York’s ‘A-Train’ staying on track
York Lions football player Anthony Thomas knows he has a next-to-impossible task, wrote the Toronto Star Aug. 31. But that only heightened his anxiety a few notches. Being given the job of replacing York’s athlete of the year and all-Canadian defensive whiz Ricky Foley (BA ‘05), now with the BC Lions, wasn’t easy. But Thomas, a 6-foot-1, 265-pound linebacker, has been in extraordinary circumstances before. Always confident and optimistic, the one they call “A-Train” is ready for the challenge.
Thomas, after graduating from Toronto’s Northern Secondary, turned down an athletic scholarship to Saginaw Valley State and ended up at Saint Mary’s University in Halifax.
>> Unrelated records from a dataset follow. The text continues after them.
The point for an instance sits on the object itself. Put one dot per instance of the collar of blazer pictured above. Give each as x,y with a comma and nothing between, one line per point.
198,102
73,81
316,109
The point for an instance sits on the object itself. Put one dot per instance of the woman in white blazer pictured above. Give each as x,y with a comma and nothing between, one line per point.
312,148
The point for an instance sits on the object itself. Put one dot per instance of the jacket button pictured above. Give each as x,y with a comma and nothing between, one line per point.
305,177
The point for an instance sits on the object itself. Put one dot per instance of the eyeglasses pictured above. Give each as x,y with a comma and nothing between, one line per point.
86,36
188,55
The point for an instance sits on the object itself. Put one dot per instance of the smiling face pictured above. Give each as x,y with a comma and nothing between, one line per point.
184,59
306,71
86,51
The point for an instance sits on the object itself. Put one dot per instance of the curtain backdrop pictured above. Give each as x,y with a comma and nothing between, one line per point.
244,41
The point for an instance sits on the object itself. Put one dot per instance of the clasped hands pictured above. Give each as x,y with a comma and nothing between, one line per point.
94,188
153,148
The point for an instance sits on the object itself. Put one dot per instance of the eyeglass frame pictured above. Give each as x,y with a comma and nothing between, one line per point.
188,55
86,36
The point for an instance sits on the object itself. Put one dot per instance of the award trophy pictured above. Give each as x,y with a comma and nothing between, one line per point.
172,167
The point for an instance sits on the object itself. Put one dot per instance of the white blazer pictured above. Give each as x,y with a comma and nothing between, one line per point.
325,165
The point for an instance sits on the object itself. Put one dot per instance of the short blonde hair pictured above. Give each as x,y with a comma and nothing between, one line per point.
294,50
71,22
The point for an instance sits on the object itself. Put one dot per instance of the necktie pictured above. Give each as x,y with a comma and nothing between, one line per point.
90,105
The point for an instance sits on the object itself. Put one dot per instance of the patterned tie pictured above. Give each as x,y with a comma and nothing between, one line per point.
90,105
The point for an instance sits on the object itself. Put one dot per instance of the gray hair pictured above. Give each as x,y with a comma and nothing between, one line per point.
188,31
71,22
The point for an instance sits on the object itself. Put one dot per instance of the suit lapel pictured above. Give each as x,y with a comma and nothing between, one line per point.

That stop lasted one game with the Huskies after promises of financial assistance, according to the 21-year old, never materialized. Broke, he returned home and worked as a security guard, then took a summer course at York and got talking with football coach Tom Gretes. Thomas, who went to elementary school in Ann Arbor, Mich., moved to Toronto when his parents split. Six years ago, he received a call from a former neighbour with news that his father had been shot and killed. “I’ll never forget that call,” said Thomas.
Rookie football Lions will have their hands full
The York Lions will host the McMaster Marauders on the Labour Day holiday, wrote Toronto Star sports columnist David Grossman Aug. 31. The Lions could be in over their heads with the Marauders, a team that has won its last seven times out. York, with 40 rookies, will count on two-time OUA all-star receiver Ricardo Hudson. A young and revamped York offensive line will be in tough against the Marauders, one of the best pass-rushing university teams in the country.
Argos’ Johnson says he’s prepared for last-minute start
Toronto Argonauts coach Mike Clemons said the chances of injured running back John Avery being in uniform for the Argos’ next game were slim at best, reported the Toronto Star Aug. 31. That means Jeff Johnson (BA ‘02) will most likely be called upon to be the starting tailback. The York University product hasn’t been officially told, but he’s not concerned. “If you had asked me this five years ago I would have said, ‘Yes, I want to know clear cut (whether he would be the starter)’,” he said. “But it doesn’t really matter anymore. As the years go on you learn you have to be prepared to (start) or not.”